Todays embedded and safety-critical systems incorporate increasing amounts of software. Consequently, the software architecture and its connection to hardware elements have a big impact on the safety of those systems. We present in this paper an approach and its implementation in the Fujaba4Eclipse environment for the analysis and improvement of component-based systems w.r.t. the safety which specifically exploits the software and system structure. The proposed analysis technique utilizes the system structure and each element's failure propagation to reason about the possibility of a hazard as well as its probability. Additionally, our approach supports the specification and execution of reusable architectural transformations based on the graph transformation formalism to improve the safety of the sys- tem.
Software has become the driving force in the evolution of many
technical systems and in some areas grows at an exponential rate. As a
consequence, system engineers face a dramatically increasing complexity
due to the cooperation of beforehand isolated functions, as e.g. in the
domain of automotive software [8, 11]. To counter the effect of growing
complexity, systems are often built in a component-based fashion. A
concrete system then is a specific composition of reusable components.
Technical systems are often employed in a safety-critical context such
as in automobiles or airplanes where many human lives depend on their
safe operation. The software components of such a system, in particular
their interaction and their distribution throughout the system, have a
tremendous impact on its safety. Thus, when reasoning about the safety
of a system, both the hardware structure and the software structure as
well as the deployment relation between them - basically the whole
system architecture - have to be taken into account.
In [2, 1], we presented approaches and their implementation in the
Fujaba research prototype for the modeling of the structure as well as
real-time an hybrid behavior of safety-critical embedded systems. In
both approaches, formal verification is used to detect systematic
faults in the behavioral models.
We present a complementary approach [7, 6, 22] and its implementation
in the Eclipse version of the
Fujaba research prototype [17] to tackle random faults. The impact of
random faults by their propagation throughout the system architecture
is explored using a component-based hazard analysis. The system
architecture can then be improved by the application of fault tolerance
techniques which
are formalized using graph transformations.

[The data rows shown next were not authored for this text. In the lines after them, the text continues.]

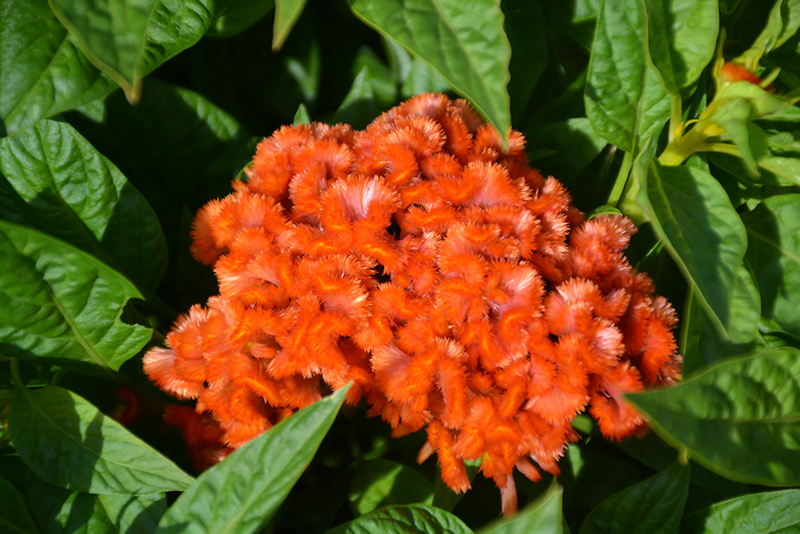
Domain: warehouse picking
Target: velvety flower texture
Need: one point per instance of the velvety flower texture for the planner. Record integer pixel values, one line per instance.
(456, 287)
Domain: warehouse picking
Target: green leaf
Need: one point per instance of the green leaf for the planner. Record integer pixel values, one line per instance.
(526, 31)
(739, 419)
(412, 519)
(14, 516)
(693, 215)
(358, 108)
(239, 15)
(68, 512)
(42, 70)
(542, 516)
(462, 39)
(68, 442)
(379, 483)
(774, 253)
(60, 303)
(128, 39)
(53, 180)
(625, 100)
(700, 343)
(286, 14)
(681, 36)
(759, 513)
(301, 116)
(782, 24)
(650, 507)
(242, 493)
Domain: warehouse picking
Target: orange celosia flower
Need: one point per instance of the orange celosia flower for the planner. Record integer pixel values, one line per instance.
(458, 289)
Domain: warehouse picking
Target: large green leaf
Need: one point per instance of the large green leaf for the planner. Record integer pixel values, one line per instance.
(239, 15)
(740, 418)
(128, 39)
(59, 302)
(759, 513)
(625, 100)
(701, 344)
(68, 442)
(53, 180)
(681, 36)
(242, 493)
(42, 70)
(650, 507)
(14, 516)
(693, 215)
(286, 14)
(412, 519)
(379, 483)
(774, 253)
(542, 516)
(462, 39)
(61, 511)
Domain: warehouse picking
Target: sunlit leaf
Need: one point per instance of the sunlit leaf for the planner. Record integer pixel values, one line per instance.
(53, 180)
(759, 513)
(412, 519)
(69, 443)
(59, 302)
(625, 100)
(542, 516)
(286, 14)
(650, 507)
(774, 253)
(462, 39)
(739, 419)
(379, 483)
(128, 39)
(42, 70)
(242, 493)
(681, 36)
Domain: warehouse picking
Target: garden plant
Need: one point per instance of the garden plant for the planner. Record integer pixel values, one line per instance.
(417, 266)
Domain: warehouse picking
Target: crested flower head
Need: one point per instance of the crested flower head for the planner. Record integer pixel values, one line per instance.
(457, 288)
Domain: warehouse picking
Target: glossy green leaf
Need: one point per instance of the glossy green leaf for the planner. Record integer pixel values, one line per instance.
(693, 215)
(412, 519)
(782, 24)
(239, 15)
(58, 302)
(301, 115)
(462, 39)
(681, 36)
(53, 180)
(286, 14)
(128, 39)
(379, 483)
(740, 419)
(625, 100)
(527, 34)
(700, 343)
(69, 443)
(542, 516)
(61, 511)
(14, 516)
(773, 230)
(651, 507)
(242, 493)
(759, 513)
(42, 70)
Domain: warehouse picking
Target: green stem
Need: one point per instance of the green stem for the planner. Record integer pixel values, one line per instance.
(622, 180)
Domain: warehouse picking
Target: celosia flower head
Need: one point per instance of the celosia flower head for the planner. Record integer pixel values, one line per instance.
(456, 287)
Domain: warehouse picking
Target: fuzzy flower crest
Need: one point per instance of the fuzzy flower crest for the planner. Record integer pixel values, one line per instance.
(456, 287)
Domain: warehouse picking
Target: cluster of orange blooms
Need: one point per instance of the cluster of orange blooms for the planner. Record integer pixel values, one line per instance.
(426, 263)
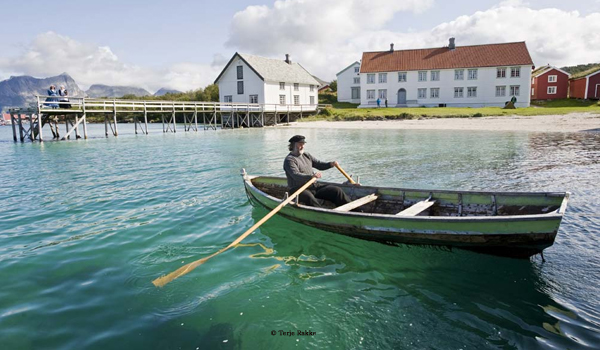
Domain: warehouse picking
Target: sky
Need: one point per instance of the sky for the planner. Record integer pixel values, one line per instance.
(184, 44)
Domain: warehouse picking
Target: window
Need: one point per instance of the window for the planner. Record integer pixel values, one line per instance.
(515, 90)
(459, 74)
(458, 92)
(472, 91)
(515, 72)
(472, 74)
(500, 91)
(501, 73)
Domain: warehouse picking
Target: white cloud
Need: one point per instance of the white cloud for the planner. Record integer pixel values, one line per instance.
(326, 36)
(52, 54)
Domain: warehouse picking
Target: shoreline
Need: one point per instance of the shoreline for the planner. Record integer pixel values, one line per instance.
(573, 122)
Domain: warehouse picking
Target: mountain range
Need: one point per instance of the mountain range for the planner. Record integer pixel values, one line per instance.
(20, 91)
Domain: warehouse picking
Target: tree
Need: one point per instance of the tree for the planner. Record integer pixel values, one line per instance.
(333, 85)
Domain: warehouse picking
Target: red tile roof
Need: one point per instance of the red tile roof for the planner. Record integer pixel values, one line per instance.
(490, 55)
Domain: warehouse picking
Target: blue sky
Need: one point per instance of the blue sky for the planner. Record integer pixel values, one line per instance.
(184, 44)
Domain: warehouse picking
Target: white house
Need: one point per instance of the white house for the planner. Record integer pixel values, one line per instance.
(453, 76)
(276, 84)
(349, 83)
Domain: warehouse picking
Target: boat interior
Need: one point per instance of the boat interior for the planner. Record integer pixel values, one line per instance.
(411, 202)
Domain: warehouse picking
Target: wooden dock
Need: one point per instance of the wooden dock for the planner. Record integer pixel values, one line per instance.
(210, 115)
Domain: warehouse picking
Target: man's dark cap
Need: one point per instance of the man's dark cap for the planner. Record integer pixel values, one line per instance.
(298, 138)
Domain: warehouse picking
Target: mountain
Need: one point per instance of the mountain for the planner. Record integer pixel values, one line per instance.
(20, 91)
(98, 90)
(164, 91)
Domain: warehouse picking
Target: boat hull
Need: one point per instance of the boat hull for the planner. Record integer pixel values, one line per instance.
(518, 236)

Figure 1 shows an overview of the approach. In a first step, a
developer creates a model of the system's architecture. Besides the
hardware and software components and the connections between them, the
developer specifies the abstract behavior of the architectural elements
w.r.t. faults, errors, and failures, following the fault pathology
proposed
by Laprie [15]. In addition, safety-critical system states, called
hazards, are defined as certain combinations of failures.
Based on this model, a qualitative and quantitative hazard analysis is
performed by the same or a different developer. If the results of the
hazard analysis do not satisfy the system's safety requirements, the
system can be changed in order to improve its safety, e.g. by the
integration of fault tolerance techniques. A manual change of the
system, however, can result in additional systematic faults due to the
increased complexity. Consequently, we propose to automate the
application of fault tolerance techniques by reusable formal model
transformation specifications. The developer chooses the appropriate
transformation from a transformation library. The transformation is
then automatically applied to the system architecture model.
We use UML 2.0 Components to model the structure of the system. As
hardware failures have a direct influence on the software we use a
generalized model of components which distinguishes hardware types and
software types. Further, we use UML 2.0 Deployment Diagrams to deploy
software component instances on a hardware component instance (e.g an
electrical control unit) and to model the network topology which
connects the hardware components. We use special deployment ports in
addition to standard software ports to describe the possible effects of
the hardware on the software components.
We use the fault pathology concept [15] for the specification of a
component type's abstract behavior w.r.t. faults, errors, and failures.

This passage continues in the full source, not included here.